More comments, even more astonishing, appears next in his book:
‘An ingenious man, one Bruce of Aberdeen, contrived a net to be employed in the herring fishery that promises to be of much use, on a principle different from either of the foregoing. A description of it was sent to Dr. Anderson, which he shewed to the principal fishermen on the coast, who unanimously agreed, that in many cases it could be employed with the greatest success, tho it could not apply in all cases. The net was proposed to be of as great length and depth as could conveniently be managed, to be shot by one or two boats according to its size: to take a circular sweep, so as to close both ends at one point. The bottom was then to be drawn close by means of a line run through open holes made for that purpose, so as to form a kind of bag when close drawn, which would effectually confine all of the fish that had been at first included within it, which, when the shoals were thick, would be an immense quantity. These might then be taken out at leisure, by small nets, fixed to a handle, like those used by the Swedes.’
A ring net – or dare I suggest – perhaps a purse seine?

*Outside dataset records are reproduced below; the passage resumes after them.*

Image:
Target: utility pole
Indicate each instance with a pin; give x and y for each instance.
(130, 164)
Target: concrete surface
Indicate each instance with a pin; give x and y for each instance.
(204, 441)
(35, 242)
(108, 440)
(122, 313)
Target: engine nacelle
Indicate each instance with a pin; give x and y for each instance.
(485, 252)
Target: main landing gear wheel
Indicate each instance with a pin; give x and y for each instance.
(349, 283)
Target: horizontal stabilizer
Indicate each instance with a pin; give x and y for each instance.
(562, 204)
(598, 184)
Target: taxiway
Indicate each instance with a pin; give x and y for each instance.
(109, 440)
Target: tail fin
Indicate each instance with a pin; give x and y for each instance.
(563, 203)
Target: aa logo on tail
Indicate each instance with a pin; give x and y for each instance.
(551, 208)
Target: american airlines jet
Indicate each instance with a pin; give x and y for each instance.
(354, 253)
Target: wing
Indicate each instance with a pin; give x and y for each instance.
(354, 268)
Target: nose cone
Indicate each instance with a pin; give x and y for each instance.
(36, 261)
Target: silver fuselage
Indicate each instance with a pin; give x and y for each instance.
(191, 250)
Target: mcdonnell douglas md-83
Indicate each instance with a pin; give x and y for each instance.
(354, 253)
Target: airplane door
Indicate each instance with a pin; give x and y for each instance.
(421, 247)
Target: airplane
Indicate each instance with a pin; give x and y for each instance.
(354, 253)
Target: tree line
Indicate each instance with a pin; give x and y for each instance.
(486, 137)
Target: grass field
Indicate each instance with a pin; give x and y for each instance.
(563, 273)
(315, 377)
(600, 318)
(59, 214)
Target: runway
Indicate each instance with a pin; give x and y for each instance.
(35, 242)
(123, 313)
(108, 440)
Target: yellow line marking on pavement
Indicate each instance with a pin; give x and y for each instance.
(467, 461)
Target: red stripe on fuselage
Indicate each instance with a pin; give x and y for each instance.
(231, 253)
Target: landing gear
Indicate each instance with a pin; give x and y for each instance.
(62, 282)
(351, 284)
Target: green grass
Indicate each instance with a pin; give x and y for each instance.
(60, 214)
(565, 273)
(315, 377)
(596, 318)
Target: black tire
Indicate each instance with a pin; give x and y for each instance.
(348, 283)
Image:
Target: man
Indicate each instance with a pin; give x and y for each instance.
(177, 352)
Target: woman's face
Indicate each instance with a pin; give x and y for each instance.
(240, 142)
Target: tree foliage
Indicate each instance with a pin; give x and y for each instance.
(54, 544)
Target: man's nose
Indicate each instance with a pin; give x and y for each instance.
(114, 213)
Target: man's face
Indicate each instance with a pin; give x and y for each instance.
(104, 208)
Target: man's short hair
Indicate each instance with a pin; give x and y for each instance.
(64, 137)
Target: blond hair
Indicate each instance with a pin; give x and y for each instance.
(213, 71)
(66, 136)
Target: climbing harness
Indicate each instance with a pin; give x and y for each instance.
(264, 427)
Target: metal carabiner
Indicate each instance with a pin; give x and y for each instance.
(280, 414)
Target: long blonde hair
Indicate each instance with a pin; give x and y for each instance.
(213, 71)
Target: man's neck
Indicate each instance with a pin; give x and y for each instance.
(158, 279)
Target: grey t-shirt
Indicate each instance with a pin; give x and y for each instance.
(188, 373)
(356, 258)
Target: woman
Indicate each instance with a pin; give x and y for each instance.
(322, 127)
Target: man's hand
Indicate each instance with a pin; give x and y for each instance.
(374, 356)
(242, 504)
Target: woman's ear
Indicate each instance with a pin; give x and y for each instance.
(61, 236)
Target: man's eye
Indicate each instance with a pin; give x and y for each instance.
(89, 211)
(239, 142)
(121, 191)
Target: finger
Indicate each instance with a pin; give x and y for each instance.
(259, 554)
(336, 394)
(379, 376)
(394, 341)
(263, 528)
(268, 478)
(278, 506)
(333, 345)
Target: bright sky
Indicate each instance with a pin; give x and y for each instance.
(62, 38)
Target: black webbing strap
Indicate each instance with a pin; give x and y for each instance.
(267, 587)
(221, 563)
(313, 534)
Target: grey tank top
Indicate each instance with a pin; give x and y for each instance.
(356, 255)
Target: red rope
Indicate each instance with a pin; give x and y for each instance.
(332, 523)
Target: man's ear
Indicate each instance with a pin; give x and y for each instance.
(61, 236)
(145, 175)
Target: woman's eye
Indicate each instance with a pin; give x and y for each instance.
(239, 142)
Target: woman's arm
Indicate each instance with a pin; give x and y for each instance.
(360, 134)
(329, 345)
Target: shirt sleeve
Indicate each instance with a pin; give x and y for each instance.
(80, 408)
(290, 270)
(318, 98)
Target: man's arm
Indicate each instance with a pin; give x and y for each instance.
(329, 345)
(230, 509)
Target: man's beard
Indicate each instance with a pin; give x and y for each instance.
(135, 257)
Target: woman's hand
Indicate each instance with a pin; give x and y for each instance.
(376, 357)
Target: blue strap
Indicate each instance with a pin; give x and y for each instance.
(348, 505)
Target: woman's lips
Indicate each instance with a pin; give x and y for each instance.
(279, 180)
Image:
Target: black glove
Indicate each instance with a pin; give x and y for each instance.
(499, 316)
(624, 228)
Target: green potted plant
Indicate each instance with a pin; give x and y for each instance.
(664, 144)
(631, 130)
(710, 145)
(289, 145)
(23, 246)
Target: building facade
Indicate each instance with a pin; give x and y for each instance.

James Anderson appears to me to have become a great admirer of the people who then inhabited the Western Isles and gives me the impression of ‘going the extra mile’ in his efforts to advance their fortunes. He even advises the then Government that if the fisheries were given some assistance that one by-product of their success would be, by the creation of more work and an increase in the numbers of men taking part, that there would be an invaluable source of expert seamen who could be called upon to serve their country in the Royal Navy in time of war.